Greenwell, Kate, Sivyer, Katy, Vedhara, Kavita, Yardley, Lucy, Game, Frances, Chalder, Trudie, Richards, Gayle, Drake, Nikki, Gray, Katie, Weinman, John and Bradbury, Katherine (2018) Intervention planning for the REDUCE maintenance intervention: a digital intervention to reduce re-ulceration risk among patients with a history of diabetic foot ulcers. BMJ Open, 8, [e019865]. (doi:10.1136/bmjopen-2017-019865).
Abstract
Objectives: To develop a comprehensive intervention plan for the REDUCE maintenance intervention to support people who have had diabetic foot ulcers (DFUs) to sustain behaviours that reduce reulceration risk.

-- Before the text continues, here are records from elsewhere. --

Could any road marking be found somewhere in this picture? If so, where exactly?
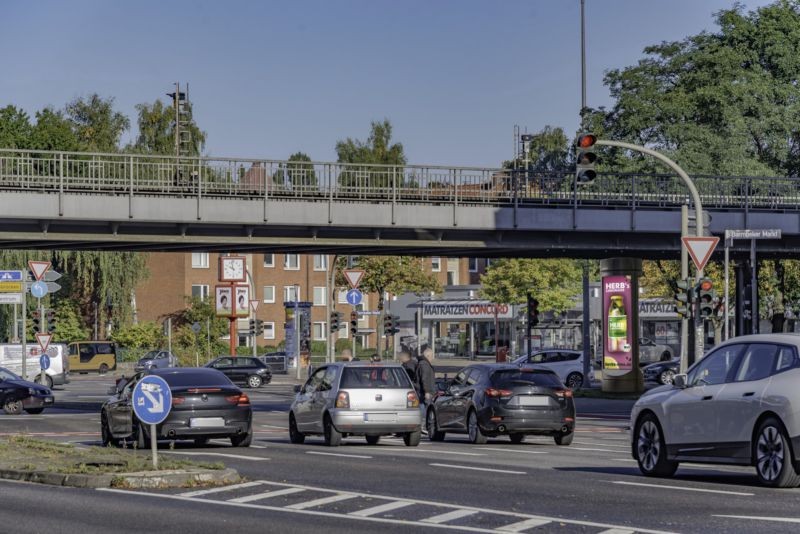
[178,482,262,497]
[347,501,414,517]
[286,493,358,510]
[422,509,478,525]
[606,480,755,497]
[228,488,305,502]
[428,464,528,475]
[306,451,372,459]
[711,515,800,523]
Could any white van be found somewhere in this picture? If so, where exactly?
[0,342,69,387]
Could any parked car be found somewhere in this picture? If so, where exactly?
[513,349,592,389]
[289,362,422,447]
[133,350,178,373]
[425,364,575,445]
[0,367,54,415]
[206,356,272,389]
[100,368,253,449]
[631,334,800,488]
[642,359,681,384]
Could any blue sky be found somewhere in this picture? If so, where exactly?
[0,0,768,166]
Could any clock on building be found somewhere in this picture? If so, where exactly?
[219,256,247,282]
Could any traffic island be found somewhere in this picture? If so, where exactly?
[0,435,241,488]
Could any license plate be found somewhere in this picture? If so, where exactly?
[189,417,225,428]
[364,413,397,423]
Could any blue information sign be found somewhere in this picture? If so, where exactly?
[133,375,172,425]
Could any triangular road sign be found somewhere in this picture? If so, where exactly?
[28,260,50,282]
[36,332,53,352]
[681,237,719,271]
[344,269,364,289]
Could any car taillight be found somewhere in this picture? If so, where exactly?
[486,388,514,399]
[336,391,350,408]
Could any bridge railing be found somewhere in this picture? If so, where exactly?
[0,149,800,210]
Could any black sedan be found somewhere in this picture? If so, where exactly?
[206,356,272,389]
[425,364,575,445]
[100,368,253,449]
[0,367,54,415]
[642,359,681,384]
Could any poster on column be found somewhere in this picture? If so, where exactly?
[603,276,633,371]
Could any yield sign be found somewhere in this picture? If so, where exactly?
[28,260,50,282]
[681,237,719,271]
[344,269,364,289]
[36,332,53,352]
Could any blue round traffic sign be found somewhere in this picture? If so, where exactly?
[132,375,172,425]
[31,280,47,299]
[347,289,364,306]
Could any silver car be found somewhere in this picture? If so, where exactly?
[631,334,800,488]
[289,362,422,447]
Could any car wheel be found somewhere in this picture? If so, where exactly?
[658,369,675,385]
[753,418,800,488]
[323,414,342,447]
[467,410,486,445]
[403,430,422,447]
[3,400,22,415]
[289,413,306,445]
[635,414,678,477]
[567,373,583,389]
[425,408,445,441]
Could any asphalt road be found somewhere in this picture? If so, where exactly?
[0,380,800,534]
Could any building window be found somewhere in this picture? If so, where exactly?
[283,254,300,271]
[314,287,327,306]
[314,254,328,272]
[311,321,328,341]
[264,286,275,304]
[283,286,300,302]
[192,284,208,300]
[192,252,208,269]
[264,323,275,339]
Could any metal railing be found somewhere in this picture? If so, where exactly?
[0,149,800,211]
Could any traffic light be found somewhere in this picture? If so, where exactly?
[697,278,717,319]
[575,134,597,185]
[675,280,692,319]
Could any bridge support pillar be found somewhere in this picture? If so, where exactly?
[600,258,644,393]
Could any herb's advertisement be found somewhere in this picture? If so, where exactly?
[603,276,633,371]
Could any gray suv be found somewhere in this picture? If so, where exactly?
[289,362,422,447]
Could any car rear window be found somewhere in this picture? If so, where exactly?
[339,367,411,389]
[491,369,564,388]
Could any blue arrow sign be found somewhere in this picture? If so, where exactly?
[347,289,364,306]
[133,375,172,425]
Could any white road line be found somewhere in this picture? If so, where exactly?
[347,501,414,517]
[611,480,755,497]
[286,493,358,510]
[428,464,528,475]
[178,482,261,497]
[711,515,800,523]
[497,517,552,532]
[422,509,478,525]
[228,488,305,502]
[306,451,372,459]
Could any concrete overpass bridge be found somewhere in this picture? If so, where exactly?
[0,149,800,258]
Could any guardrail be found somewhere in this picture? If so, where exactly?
[0,149,800,211]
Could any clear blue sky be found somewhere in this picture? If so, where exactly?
[0,0,768,166]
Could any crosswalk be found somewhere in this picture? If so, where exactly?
[102,480,676,534]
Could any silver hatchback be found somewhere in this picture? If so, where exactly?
[289,362,422,447]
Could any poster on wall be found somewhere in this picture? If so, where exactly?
[603,276,633,371]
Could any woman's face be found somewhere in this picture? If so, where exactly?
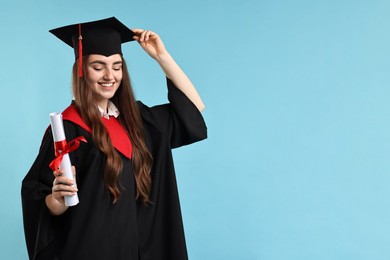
[87,54,123,110]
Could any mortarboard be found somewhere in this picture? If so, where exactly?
[50,17,135,77]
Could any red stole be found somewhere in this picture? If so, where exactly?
[62,105,133,159]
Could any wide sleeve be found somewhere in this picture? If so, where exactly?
[21,122,77,260]
[139,79,207,148]
[21,130,54,259]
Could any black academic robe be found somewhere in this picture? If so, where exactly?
[22,80,207,260]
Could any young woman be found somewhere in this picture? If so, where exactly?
[22,17,207,260]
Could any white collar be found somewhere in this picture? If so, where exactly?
[98,100,119,119]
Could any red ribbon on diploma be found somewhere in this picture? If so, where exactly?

Methods: Theory-based, evidence-based and person-based approaches to intervention development were used. In phase I of intervention planning, evidence was collated from a scoping review of the literature and qualitative interviews with patients who have had DFUs (n=20). This was used to identify the psychosocial needs and challenges of this population and barriers and facilitators to the intervention’s target behaviours: regular foot checking, rapid self-referral in the event of changes in foot health, graded and regular physical activity and emotional management. In phase II, this evidence was combined with expert consultation to develop the intervention plan. Brief ‘guiding principles’ for shaping intervention development were created. ‘Behavioural analysis’ and ‘logic modelling’ were used to map intervention content onto behaviour change theory to comprehensively describe the intervention and its hypothesised mechanisms.
Results: Key challenges to the intervention’s target behaviours included patients’ uncertainty regarding when to self-refer, physical limitations affecting foot checking and physical activity and, for some, difficulties managing negative emotions. Important considerations for the intervention design included a need to increase patients’ confidence in making a self-referral and in using the maintenance intervention and a need to acknowledge that some intervention content might be relevant to only some patients (emotional management, physical activity). The behavioural analysis identified the following processes hypothesised to facilitate long-term behaviour maintenance including increasing patients’ skills, self-efficacy, knowledge, positive outcome expectancies, sense of personal control, social support and physical opportunity.
Conclusions: This research provides a transparent description of the intervention planning for the REDUCE maintenance intervention. It provides insights into potential barriers and facilitators to the target behaviours and potentially useful behaviour change techniques to use in clinical practice.